Part of the reason Seinabo Sey’s tracks resonate is because she says she’s careful to write them with a universal audience in mind. “It sounds all ‘Mother Teresa,’ but I’m not the main focus,” she says. “They have to be timeless.”
That’s not to say there isn’t weightier introspection on the LP. “There’s one that’s about my father called ‘Burial,'” she says. “I had a moment where I was like, ‘I want to write about family members.’ My parents are the backbone of who I am as a human being, and they’re also the reason for all of my insecurities, which I write all of my songs about.”
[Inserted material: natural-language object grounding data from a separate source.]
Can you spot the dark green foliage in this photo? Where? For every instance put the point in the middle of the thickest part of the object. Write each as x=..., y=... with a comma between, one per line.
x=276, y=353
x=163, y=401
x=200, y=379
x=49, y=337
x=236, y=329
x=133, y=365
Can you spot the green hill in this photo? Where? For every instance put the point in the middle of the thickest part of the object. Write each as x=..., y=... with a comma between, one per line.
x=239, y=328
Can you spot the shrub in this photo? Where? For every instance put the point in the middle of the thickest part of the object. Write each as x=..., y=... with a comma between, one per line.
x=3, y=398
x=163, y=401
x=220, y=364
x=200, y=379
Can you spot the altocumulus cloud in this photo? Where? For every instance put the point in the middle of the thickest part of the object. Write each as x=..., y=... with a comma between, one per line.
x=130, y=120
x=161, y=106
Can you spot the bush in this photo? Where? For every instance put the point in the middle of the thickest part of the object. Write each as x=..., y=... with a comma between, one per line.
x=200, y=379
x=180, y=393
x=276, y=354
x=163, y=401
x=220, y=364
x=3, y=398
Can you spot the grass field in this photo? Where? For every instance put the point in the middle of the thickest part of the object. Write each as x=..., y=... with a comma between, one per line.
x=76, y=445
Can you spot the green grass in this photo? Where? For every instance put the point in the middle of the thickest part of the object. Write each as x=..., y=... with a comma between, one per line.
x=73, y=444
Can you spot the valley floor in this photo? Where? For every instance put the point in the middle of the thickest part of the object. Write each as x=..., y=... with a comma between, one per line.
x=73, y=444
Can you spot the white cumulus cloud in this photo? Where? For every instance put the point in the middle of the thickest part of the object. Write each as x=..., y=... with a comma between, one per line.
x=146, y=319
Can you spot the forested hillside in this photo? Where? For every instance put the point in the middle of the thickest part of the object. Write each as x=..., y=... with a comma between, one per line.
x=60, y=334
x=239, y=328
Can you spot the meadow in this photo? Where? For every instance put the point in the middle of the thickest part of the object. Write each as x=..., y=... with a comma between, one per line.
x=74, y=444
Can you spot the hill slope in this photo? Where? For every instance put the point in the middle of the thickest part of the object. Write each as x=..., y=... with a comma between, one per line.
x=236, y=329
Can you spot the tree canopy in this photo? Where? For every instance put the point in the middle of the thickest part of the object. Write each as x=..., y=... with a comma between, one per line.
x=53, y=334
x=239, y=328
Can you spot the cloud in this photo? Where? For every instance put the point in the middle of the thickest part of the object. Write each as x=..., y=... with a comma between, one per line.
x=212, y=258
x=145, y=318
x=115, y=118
The singer is quick to add that she’s been careful not to write any songs outside of the realm of personal experience. “I don’t write that many love songs because I seem to have the same [recurring] problems when it comes to love,” she says, laughing. “The album is — now that I look at it — what I’ve learned thus far. I’m 24. I’m an honesty junkie. I can’t stand myself when I’m tipping around a point or not telling the truth.”
As far as Seinabo’s place in the modern Swedish pop scene, she knows she could be cashing in anytime she wants. “The whole climate in Sweden is Max Martin,” she says. “I could send a song to any one of these people, but I’m not compelled to just yet, only because I don’t think I have the peace of mind to be able to create for myself and for other people yet. I’m not organized enough, but I should try to be, because that would be lucrative. I hope one day I’m going to be less of a hippie and more of a robot.”
Seinabo says that when her own album finally does hit shelves, she’ll feel relief. “I just want people to hear everything so I can move on creatively, because it’s burning a hole in my soul,” she says. “This has taken so long. I just want to evolve and I want to create. I want to sing until I’m old. I want to write songs again.”